The Teddies are named for Ted Weatherill, a former federal bureaucrat dismissed in 1998 for his lavish expenses.
Among the blatant waste found by the federation this year is a committee of the Alberta Legislature – the Standing Committee on Privileges, Elections, Standing Orders and Printing – that has 21 members (one-quarter of the 83 MLAs), each of whom is paid an extra $1,000 a month, but which has not met in over three years.
There are City of Montreal snowplows that drive around blading city streets even when there is no snow and a $284-million federal incentive program aimed at getting tobacco farmers to quit the business that was so lucrative it managed to double the number of tobacco growers in Canada in a single year as farmers got into the business just so they could be paid to get out again.
The City of St. Albert in Alberta decided, largely in secret, to spend $280,000 in ratepayers dollars to acquire a Starbucks franchise for a municipal hockey and sports complex that already had a private coffee shop and smoothie bar. Meanwhile, the National Capital Commission spend $5.2 million on seven temporary warming huts along the length of the skating rink on the Rideau Canal for a skating season that seldom lasts longer than six to eight weeks. The NCC’s explanation? The world’s longest skating rink is “iconic,” so therefore deserved the $750,000-a-pop huts.
At about the same time as the CTF was awarding its golden piglets for Teddy winners, across town in Ottawa federal Public Sector Integrity Commissioner Mario Dion was announcing that after five years in existence, his office had finally managed to identify its first and only public service fraudster.

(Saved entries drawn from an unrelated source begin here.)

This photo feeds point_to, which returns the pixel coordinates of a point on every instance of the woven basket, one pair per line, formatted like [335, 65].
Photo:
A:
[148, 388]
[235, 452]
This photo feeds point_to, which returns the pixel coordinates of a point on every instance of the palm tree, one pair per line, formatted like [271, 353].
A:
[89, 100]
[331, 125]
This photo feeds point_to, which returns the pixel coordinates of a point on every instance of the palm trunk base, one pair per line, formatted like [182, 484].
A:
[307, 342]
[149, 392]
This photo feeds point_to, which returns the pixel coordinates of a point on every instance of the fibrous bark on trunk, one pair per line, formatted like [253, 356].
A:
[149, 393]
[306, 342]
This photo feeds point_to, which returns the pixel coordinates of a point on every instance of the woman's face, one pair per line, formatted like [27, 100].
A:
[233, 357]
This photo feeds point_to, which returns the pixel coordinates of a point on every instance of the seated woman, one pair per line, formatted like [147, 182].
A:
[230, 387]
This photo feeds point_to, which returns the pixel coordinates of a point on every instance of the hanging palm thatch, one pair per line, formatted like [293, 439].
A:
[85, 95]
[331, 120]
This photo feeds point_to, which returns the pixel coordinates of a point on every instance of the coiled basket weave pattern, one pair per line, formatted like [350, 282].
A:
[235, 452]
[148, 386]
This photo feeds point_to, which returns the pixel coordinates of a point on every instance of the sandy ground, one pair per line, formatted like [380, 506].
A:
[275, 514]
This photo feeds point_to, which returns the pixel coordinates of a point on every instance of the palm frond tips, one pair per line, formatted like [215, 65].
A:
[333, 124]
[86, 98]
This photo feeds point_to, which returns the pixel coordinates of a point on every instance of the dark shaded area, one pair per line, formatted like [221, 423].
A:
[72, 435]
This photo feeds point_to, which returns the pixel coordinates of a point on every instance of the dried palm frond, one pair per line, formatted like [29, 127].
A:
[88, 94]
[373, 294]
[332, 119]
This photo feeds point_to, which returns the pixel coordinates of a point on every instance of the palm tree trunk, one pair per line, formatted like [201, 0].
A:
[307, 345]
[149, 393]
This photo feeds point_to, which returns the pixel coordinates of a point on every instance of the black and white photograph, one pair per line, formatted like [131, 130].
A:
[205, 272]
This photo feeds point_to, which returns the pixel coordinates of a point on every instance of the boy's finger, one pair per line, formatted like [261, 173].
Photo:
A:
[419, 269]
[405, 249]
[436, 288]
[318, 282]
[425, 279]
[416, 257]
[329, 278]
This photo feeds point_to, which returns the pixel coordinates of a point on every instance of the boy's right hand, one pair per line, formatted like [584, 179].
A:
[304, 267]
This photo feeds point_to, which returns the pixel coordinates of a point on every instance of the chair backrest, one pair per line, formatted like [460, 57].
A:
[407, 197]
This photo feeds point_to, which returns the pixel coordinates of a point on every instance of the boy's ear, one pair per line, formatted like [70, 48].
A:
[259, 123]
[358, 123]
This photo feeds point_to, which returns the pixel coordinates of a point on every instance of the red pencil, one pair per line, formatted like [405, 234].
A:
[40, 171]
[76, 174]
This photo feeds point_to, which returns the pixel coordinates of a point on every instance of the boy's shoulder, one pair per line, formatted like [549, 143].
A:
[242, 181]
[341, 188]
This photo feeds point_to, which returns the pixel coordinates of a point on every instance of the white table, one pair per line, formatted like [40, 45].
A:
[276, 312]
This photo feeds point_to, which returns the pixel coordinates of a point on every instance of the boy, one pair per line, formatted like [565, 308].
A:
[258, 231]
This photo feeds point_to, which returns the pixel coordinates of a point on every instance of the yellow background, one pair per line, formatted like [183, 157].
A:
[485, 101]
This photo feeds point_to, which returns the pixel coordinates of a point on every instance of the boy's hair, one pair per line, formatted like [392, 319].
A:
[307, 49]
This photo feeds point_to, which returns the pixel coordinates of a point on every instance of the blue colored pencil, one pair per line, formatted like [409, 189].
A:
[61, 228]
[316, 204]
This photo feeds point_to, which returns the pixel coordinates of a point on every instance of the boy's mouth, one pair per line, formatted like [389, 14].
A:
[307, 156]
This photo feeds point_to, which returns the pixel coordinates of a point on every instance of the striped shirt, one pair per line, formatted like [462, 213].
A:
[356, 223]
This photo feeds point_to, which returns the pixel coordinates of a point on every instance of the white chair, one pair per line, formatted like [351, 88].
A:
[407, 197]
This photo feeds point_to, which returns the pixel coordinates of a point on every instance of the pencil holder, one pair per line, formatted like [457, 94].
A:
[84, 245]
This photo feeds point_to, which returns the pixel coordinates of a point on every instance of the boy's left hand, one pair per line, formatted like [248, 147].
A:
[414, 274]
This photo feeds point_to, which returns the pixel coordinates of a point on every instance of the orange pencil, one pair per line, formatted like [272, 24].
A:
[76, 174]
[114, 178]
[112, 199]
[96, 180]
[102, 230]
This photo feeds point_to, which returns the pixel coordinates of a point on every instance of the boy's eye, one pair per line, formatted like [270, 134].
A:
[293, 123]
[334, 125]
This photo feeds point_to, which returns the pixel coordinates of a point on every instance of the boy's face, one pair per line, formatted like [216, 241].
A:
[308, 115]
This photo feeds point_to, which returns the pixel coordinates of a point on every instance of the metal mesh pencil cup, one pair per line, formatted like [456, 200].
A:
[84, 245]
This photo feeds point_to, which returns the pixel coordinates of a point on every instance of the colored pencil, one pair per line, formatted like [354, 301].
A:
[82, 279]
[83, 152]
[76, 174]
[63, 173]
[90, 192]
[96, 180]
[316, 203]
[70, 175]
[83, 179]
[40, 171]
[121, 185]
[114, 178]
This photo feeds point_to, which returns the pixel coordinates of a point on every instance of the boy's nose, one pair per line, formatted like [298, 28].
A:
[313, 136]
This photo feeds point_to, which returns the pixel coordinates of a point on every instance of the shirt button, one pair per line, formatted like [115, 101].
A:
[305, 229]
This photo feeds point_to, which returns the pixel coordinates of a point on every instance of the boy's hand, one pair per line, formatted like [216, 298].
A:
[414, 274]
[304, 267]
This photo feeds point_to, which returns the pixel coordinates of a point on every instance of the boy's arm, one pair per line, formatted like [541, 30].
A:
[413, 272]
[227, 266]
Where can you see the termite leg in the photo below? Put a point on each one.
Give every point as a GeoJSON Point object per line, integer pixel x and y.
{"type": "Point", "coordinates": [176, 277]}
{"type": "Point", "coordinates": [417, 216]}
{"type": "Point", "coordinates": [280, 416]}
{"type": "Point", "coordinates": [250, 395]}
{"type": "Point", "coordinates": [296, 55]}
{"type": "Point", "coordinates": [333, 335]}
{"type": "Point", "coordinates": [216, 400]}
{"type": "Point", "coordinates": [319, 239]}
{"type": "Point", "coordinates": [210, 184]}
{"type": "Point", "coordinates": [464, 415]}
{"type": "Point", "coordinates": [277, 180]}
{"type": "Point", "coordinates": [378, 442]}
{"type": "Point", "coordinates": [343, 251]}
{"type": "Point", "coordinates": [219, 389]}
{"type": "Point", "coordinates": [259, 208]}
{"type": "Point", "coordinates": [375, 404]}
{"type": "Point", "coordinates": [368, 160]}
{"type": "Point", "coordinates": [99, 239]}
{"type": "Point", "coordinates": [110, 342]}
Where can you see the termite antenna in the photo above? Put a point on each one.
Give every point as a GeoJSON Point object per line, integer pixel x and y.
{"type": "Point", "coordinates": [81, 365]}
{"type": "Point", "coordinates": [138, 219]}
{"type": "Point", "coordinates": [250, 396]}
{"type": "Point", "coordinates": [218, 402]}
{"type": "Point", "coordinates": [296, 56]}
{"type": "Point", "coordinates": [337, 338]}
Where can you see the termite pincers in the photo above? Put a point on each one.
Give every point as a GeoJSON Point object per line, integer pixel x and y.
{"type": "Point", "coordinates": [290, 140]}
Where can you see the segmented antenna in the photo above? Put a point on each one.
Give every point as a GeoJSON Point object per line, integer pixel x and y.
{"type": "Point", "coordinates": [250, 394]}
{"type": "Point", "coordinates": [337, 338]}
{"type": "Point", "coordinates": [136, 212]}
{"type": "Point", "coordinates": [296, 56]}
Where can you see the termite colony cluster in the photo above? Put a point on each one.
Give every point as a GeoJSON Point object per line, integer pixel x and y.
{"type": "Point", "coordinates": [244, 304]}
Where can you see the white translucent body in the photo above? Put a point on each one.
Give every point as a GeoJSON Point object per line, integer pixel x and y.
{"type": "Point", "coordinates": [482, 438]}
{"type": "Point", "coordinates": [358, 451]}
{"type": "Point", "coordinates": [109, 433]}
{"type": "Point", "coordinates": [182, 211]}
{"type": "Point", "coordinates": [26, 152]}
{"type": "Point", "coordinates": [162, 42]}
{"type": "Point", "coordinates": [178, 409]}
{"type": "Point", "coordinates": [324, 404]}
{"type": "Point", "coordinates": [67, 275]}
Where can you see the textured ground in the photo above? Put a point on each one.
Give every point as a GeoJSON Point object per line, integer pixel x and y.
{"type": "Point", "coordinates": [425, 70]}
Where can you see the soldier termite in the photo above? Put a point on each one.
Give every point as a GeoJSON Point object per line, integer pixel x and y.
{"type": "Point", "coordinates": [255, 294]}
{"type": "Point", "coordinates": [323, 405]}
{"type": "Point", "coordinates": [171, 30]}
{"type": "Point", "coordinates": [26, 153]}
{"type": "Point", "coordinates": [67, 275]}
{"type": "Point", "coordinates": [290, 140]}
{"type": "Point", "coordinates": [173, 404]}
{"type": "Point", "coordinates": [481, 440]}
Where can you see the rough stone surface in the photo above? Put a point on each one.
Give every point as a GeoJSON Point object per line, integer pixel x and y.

According to a report tabled in Parliament, a regional manager at Human Resources and Skills Development Canada used public funds to purchase several personal items, including two HD TVs for her home from a business in which she had a financial interest.
She had also purchased massage chairs, taken a government printer and office furniture for use in a fitness studio she owned and used a government vehicle almost exclusively for personal driving. Mr. Dion concluded, “I have determined that the breadth, severity and frequency of the manager’s wrongdoing constitute gross mismanagement.” D-uh. Do you really think so?
But despite Mr. Dion’s crowing about finally finding a corrupt federal official after having failed to do so for half a decade, he then refused to name her, saying he didn’t need to disclose her identity in order to fully describe her wrongdoing. Moreover, because the woman was no longer with the public service, he was unable to take action against her.
But what about the need to protect taxpayers, Mr. Dion? If there is no naming (and therefore no shaming) and if your office is unwilling to press charges against this woman or even sue her to recover the cost of goods and services she stole or misused, what is the point of having your office in the first place? It’s taken you five years to come up with even a single example of abuse of taxpayers’ money and even then you are too timid to identify the fraudster or make any effort to have her punished.
So here’s a two-pronged suggestion: Next year the CTF should think of awarding a Teddy to Mr. Dion and his largely useless office. But before that, if Finance Minister Jim Flaherty is truly serious about slicing billions from Ottawa’s bloated spending in his March 29 budget, he should think about axing the office of the integrity commissioner.